If my memory serves me right, counterpoint isn't always a canon - a canon is specifically the same melody (though may be different words, if we are talking in terms of songs) started at a different point in the song. If the same words are sung, then it is a round, like Frere Jaques.
Counterpoint music may have different melodies for each part, which the Doctor Horrible musical does, but each of those sections and voices come together melodically.
from Wiki:
Quote:
In music, counterpoint is the relationship between two or more voices that are independent in contour and rhythm, and interdependent in harmony. It has been most commonly identified in Western music, developing strongly in the Renaissance, and also dominant in much of the common practice period, especially in Baroque music.

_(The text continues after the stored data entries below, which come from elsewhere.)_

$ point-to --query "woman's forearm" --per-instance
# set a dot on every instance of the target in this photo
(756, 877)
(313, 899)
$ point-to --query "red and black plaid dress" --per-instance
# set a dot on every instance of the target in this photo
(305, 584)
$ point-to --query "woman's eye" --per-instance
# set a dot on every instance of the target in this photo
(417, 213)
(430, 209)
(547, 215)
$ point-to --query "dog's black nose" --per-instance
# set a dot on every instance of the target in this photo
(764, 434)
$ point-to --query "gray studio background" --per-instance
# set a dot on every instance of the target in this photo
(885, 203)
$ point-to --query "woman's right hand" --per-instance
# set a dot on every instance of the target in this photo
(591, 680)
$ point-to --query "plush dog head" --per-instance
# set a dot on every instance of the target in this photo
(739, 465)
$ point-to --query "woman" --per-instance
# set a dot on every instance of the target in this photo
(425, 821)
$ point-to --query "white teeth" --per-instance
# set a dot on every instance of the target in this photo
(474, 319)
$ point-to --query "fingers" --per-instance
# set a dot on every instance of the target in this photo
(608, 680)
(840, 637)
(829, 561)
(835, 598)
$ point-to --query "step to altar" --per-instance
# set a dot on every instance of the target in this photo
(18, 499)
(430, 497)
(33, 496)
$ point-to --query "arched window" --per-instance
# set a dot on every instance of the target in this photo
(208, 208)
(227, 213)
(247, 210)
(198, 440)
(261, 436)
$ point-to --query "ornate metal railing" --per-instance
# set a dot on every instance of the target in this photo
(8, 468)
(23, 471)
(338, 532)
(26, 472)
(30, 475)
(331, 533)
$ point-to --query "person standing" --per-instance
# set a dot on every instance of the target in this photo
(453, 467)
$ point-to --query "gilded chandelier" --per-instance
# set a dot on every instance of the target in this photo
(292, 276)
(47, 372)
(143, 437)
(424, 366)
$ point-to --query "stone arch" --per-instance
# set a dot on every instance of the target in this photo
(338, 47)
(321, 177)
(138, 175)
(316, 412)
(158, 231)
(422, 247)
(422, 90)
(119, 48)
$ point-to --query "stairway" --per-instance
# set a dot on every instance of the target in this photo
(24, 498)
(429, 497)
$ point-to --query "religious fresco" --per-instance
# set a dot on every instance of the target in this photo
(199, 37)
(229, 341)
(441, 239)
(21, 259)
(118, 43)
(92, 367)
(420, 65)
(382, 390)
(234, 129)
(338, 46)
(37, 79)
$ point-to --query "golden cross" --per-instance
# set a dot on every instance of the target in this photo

Rose Red (if you can find a good recording of it, someone seems to have recorded a recent and not very good version and I can't google it for her name being everywhere, and somehow the lyrics of this traditional song being attributed to her) is a good example. It starts of as a round canon, then two or three extra voices join in with separate verses to form a counterpoint, and when all the parts come together a good choir can make the room absolutely ring.
A fugue is also correct for many cases - there are usually, if memory serves me correctly, echoed parts in all of the individual 'roles' in a fugue, but my memory is a bit fuzzy around the technicalities of it. I probably had a hangover that day (Thursday nights at the Sugarhouse, stumbling back at 4am were followed by an 8am dance lesson across the other side of town and then a 2 hour singing lesson, the bar stewards.)